Evidence of efficacy may help mobilize efforts to start a program to proactively identify patients` caregivers and plan preventive strategies, especially if cost-effectiveness is addressed specifically.
Spouse caregivers randomized to usual care vs. enhanced counseling/support. Outcome: depressive symptoms measured using GDS. Unfortunately, major methodological flaws. A few examples: -Adherence to CONSORT guidelines for RCTs would have helped - esp. flow diagram, clearly identifying a primary outcome, sample size rationale (MCID of GDS?), consideration of issues like allocation concealment, contamination/need for blinding at least the outcome assessors, etc etc -randomization failed to balance the groups in terms of sex (more females in control group) and baseline depression ratings -intervention wasn’t blinded - would have been difficult, but could have used other strategies (eg. blinding outcome assessors, cluster randomization) -co-interventions? (eg. antidepressant use, support from other agencies/family) I support dementia caregiver counseling, but this study adds little. It`s a shame given the amount of effort (time-consuming intervention, large N, duration of follow-up).

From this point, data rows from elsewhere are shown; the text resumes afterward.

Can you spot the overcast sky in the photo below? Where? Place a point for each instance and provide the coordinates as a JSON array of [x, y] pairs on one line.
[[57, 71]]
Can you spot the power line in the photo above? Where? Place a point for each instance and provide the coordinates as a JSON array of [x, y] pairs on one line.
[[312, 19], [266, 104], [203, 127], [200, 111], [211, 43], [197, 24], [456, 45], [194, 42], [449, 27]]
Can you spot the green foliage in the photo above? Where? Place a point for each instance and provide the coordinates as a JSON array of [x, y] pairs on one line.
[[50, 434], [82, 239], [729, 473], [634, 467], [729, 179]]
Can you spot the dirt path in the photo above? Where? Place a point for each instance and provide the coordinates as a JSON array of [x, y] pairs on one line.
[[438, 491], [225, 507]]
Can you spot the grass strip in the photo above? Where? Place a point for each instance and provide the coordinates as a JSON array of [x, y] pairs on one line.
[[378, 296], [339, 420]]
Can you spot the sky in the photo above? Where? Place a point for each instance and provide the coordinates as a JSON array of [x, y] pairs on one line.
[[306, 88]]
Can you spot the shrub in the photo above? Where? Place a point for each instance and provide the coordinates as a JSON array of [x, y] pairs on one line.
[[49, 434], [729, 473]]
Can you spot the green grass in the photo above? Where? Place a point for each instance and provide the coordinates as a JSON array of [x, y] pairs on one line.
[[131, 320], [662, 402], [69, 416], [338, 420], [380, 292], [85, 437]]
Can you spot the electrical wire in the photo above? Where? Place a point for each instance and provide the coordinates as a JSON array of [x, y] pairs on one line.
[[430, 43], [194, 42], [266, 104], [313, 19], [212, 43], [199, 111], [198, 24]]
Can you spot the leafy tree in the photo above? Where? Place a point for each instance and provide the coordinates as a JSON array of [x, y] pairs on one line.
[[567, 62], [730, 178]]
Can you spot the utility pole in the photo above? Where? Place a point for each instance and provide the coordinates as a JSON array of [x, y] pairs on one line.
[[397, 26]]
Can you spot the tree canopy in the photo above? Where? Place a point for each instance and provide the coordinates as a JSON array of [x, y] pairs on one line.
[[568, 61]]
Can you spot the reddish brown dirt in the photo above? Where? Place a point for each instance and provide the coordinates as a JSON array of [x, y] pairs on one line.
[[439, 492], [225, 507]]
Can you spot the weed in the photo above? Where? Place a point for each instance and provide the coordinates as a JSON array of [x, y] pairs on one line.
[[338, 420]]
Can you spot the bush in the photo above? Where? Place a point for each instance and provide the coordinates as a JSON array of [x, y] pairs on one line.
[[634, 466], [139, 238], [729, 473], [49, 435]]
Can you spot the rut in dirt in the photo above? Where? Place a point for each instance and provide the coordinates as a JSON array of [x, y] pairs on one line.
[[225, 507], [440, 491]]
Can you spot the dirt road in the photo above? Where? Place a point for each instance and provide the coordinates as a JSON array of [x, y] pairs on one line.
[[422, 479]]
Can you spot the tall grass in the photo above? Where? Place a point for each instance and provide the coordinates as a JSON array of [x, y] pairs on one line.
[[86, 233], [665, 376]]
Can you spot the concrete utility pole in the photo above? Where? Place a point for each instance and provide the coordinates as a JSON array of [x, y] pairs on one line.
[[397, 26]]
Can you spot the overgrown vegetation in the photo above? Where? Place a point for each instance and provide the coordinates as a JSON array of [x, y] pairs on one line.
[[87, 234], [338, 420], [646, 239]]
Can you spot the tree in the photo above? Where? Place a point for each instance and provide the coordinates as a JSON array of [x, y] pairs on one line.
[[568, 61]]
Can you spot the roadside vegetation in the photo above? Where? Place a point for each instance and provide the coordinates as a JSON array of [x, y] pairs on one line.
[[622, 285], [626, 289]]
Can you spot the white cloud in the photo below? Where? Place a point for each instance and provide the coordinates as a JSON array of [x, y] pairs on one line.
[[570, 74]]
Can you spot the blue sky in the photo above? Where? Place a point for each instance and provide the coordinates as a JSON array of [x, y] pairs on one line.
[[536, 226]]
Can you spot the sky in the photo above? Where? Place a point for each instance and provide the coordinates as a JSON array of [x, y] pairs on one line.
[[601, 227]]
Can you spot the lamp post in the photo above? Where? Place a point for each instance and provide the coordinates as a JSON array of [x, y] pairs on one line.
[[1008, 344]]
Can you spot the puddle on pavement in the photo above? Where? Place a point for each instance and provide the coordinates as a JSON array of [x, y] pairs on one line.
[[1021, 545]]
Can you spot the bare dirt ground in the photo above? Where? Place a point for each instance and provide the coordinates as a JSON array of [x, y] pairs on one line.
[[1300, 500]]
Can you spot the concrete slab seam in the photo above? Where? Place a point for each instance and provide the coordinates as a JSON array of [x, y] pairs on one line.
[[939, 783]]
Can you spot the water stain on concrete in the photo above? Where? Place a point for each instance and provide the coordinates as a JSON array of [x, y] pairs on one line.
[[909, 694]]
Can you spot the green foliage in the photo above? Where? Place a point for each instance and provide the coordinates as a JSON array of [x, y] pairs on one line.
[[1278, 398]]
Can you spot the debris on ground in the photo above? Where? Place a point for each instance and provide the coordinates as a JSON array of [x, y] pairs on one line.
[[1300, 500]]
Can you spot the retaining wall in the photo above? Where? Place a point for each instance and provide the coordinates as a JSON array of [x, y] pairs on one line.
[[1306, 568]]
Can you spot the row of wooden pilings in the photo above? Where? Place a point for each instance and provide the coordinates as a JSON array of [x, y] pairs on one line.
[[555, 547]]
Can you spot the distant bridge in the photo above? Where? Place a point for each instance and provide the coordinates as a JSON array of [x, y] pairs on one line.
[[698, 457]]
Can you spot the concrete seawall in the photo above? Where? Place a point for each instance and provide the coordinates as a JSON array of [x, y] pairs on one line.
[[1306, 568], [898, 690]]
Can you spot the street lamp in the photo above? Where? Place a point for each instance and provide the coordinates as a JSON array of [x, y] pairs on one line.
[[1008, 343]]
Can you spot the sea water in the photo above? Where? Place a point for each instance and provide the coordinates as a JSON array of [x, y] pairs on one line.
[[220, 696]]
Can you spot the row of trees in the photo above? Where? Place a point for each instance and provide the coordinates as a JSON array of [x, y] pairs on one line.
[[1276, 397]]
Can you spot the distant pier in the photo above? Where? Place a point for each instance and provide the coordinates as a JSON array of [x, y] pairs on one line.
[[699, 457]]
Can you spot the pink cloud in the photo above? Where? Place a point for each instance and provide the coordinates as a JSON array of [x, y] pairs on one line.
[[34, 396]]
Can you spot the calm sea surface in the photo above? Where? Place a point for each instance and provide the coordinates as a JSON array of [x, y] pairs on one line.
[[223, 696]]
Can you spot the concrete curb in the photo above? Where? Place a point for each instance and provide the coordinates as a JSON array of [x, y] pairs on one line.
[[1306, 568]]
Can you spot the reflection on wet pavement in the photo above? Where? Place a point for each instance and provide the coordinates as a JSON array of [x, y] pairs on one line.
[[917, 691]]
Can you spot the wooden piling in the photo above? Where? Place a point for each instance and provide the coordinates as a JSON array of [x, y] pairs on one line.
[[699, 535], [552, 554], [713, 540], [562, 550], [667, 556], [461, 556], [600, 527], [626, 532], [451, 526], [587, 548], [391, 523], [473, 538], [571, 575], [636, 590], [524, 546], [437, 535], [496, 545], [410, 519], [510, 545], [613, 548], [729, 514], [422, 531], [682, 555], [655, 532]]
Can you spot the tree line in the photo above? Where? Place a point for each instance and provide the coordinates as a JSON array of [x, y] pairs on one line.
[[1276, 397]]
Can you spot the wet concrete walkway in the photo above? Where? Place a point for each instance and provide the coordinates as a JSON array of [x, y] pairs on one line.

The issue of caregiver burden in patients with Alzheimer`s disease is extremely important, yet proven ways to alleviate some of the burden have yet to be defined. Impact of physician visits, counseling, resource referral, support groups, and even drug therapy for caregiver depression have not been rigorously studied or applied in actual practice settings. This article provides much needed data supporting the value of a 3- phase intervention. The success of this intervention is impressive and should prompt a change in practice. This will require both payors and health care providers to re-evalute and improve their commitment to such important services. The impact of reduced caregiver depression can have a national impact on health care utilization, particularly if this would lead to reduced LTC utilization. This latter assumption needs to be tested in additional studies.